Un aspecto frecuentemente pasado por alto en los análisis de comercio digital es la importancia de la logística de último kilómetro. En Argentina, como en buena parte de América Latina, los servicios postales tradicionales han experimentado un declive relativo en términos de cobertura y confiabilidad, abriendo espacios para que empresas privadas construyan sus propias redes. En este sentido, la distancia promedio desde cualquier usuario hasta el punto de despacho más cercano es de 500 metros, un indicador que refleja una malla capilar compacta y funcional. Esta arquitectura logística proporciona una ventaja diferencial frente a competidores que dependen de infraestructuras heredadas o menos densas. El ejecutivo responsable subraya que en naciones desarrolladas asiáticas, esa densidad de puntos de contacto se construyó mediante servicios postales estatales; aquí, son operadores privados quienes están cumpliendo esa función.

El contexto global de penetración del comercio electrónico permite dimensionar el espacio disponible para crecer. Mientras que en China y Corea del Sur el comercio online representa aproximadamente el 30% del total de ventas minoristas, en América Latina la cifra oscila entre 14% y 16%. Argentina, según análisis comparativos, se ubicaría en una posición comparable a la que China ocupaba hace cinco años atrás. Sin embargo, existe un factor acelerador: la velocidad de adopción tecnológica contemporánea es mayor que la que experimentaron los mercados asiáticos en décadas previas, gracias a la conectividad global y la madurez de las plataformas digitales. Esta brecha entre la penetración actual y el potencial futuro constituye precisamente el territorio donde compiten agresivamente las grandes plataformas internacionales.

Los impactos económicos de este ecosistema superan con creces las transacciones visibles en línea. Estudios elaborados en colaboración con especialistas en economía cuantifican que el aporte total del circuito comercial y financiero de Mercado Libre alcanza US$ 5.400 millones en efectos directos e indirectos, monto que representa aproximadamente el 1% del Producto Bruto Interno nacional. La cadena de valor generada sostiene 126.500 puestos laborales y canaliza operaciones de 3,5 millones de microemprendimientos y pequeñas empresas. Estos guarismos revelan que la dinámica del comercio electrónico ya no es marginal sino que constituye un componente estructural de la economía argentina contemporánea.

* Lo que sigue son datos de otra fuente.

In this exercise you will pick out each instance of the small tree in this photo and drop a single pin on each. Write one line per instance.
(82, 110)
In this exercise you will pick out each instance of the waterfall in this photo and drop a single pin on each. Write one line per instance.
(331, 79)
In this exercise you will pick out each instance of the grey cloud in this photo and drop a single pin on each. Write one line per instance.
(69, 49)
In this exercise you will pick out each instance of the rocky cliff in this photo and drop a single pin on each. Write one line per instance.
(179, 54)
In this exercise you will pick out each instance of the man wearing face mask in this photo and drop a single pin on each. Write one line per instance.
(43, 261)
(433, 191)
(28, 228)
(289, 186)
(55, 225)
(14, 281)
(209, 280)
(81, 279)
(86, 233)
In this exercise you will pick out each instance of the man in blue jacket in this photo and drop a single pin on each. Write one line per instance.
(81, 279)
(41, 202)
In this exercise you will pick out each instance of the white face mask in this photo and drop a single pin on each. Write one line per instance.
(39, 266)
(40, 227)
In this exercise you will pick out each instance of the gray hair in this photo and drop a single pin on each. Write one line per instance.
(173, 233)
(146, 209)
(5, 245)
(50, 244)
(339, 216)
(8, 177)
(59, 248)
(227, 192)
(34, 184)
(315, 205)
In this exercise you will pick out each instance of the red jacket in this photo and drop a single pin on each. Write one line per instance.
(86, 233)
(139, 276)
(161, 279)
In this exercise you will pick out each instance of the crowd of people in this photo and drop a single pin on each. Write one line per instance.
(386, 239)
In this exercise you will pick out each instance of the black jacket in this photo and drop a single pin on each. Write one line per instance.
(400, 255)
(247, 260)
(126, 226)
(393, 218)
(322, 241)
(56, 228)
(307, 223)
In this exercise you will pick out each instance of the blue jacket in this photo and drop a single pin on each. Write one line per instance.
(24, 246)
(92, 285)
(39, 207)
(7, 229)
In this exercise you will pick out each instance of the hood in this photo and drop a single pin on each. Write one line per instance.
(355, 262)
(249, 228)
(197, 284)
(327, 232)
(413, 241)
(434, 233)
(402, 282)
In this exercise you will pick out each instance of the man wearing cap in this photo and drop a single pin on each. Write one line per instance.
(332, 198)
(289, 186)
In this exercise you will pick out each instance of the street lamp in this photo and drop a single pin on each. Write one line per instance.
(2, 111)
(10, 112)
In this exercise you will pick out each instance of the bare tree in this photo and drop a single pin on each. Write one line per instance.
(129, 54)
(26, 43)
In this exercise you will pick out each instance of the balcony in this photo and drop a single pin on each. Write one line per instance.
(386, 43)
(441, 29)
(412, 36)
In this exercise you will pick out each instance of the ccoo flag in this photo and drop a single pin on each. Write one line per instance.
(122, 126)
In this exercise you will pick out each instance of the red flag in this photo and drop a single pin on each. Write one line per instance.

Las consecuencias de esta ofensiva comercial se despliegan en múltiples direcciones. Por un lado, consumidores de regiones alejadas de las grandes urbes accederán a una propuesta más competitiva en términos de costos, potencialmente estimulando el consumo y diversificando las opciones de compra disponibles. Por otro, pequeños y medianos comerciantes podrían experimentar presión sobre sus márgenes si compiten con oferentes que operan a escala mayoritaria. Asimismo, la concentración de la logística en manos de operadores privados plantea interrogantes sobre equidad territorial y acceso igualitario a infraestructuras críticas. La reducción del umbral de compra también genera interrogantes sobre la sustentabilidad de un modelo que absorbe costos operativos elevados mediante inversiones crecientes, modelo que depende de condiciones macroeconómicas y de tasas de penetración futura. Finalmente, la profundización del comercio electrónico redefine los espacios minoristas físicos tradicionales, alterando dinámicas laborales, urbanas y de consumo que permanecerán en evolución durante los próximos años.